I agree that advertisers will try, but I have my doubts if consumers will buy. When I challenged Matt on this, his main answer was relating the notion of consumer distaste of ads being thrust in the virgin territory of Web 2.0 back to the example of the web and email in 1995 when they first became channels of ad distribution, and there was much gnashing of teeth and rending of clothes by end-users.
Quite right, but the naysayers at the time were the real early-adopters of the net – the grey beards.

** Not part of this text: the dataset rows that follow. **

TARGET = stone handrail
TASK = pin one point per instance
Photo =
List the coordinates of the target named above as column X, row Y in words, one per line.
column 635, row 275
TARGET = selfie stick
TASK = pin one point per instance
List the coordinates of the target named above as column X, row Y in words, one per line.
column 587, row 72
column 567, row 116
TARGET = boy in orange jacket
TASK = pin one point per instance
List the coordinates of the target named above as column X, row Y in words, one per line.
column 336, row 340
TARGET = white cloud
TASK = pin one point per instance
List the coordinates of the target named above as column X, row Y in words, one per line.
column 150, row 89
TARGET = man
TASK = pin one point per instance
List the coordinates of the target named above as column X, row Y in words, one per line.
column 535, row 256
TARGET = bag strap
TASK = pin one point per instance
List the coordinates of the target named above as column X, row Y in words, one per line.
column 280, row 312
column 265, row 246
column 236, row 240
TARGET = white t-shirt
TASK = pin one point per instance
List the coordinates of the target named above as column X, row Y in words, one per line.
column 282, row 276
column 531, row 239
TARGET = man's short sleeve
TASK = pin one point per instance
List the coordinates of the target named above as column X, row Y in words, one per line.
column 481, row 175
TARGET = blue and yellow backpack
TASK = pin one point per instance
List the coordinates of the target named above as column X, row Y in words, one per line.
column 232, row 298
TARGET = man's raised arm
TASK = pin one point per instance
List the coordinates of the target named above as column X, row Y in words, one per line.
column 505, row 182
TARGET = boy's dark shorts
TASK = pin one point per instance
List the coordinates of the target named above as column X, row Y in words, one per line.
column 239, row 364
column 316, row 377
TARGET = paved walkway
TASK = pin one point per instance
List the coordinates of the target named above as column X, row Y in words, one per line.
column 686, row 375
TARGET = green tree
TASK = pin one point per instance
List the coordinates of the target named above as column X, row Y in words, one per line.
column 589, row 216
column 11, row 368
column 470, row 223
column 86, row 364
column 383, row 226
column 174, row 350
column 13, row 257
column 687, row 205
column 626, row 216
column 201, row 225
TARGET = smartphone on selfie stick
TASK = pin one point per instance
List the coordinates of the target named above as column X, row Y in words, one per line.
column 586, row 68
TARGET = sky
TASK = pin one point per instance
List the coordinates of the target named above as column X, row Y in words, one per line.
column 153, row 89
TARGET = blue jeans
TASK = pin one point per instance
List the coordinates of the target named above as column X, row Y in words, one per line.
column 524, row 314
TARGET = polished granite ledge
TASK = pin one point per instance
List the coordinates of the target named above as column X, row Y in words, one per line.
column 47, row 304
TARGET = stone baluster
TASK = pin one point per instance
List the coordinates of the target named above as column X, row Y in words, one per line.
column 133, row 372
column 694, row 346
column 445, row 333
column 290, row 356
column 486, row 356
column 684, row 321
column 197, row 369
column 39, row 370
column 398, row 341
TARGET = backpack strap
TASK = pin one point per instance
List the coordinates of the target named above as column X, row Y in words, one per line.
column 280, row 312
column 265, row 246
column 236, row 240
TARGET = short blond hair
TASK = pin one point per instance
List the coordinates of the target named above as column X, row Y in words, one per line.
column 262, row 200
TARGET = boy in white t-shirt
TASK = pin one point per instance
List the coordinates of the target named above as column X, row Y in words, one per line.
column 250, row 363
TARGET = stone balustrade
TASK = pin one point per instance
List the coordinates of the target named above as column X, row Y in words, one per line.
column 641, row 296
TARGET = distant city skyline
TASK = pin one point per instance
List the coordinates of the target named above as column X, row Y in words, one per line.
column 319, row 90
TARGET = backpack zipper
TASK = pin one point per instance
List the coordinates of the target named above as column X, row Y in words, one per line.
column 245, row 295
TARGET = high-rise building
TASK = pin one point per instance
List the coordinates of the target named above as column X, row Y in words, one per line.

The mass incursion of neophyte users that followed were those who didn’t know a world without any ads related to net content, and they accepted it all as status quo.
To my eye, what we have now is a completely different scenario where consumers are burnt out and fed up with spam, adware, pop-ups, skyscrapers, pop-unders et alia intruding into the end-user experience.
I believe the Web 2.0 technologies will demand more subtlety when it comes to their use as an advertising medium if they are to be successful mediums.
A great example of this are the vodcasts HBO has done for their series Deadwood and Rome, with behind the scenes commentary, cast interviews and the like – basically building huge pop for the shows on a pre-release schedule which then overlaps with the first few weeks’ broadcasts.
RSS – well, that’s a tough nut to crack for advertisers (let me get this out there right away and say I know how the publishing business works; newspapers provide content so you will at the ads, for example, and completely agree with the notion that folks should have to pay to enjoy content, one way or another either by subscription or my advertising underwriting). Problem is, an RSS reader makes it pretty darned explicit what the various articles are and if something looks like an ad, it is likely to be ignored.
So, is Web 2.0 going to be killer app or killer bee? Only time will tell, but I’m thinking mostly the former instead of the latter, and there will be a revolution in the ranks if advertisers take a hammer-down approach to trying to make use of these channels.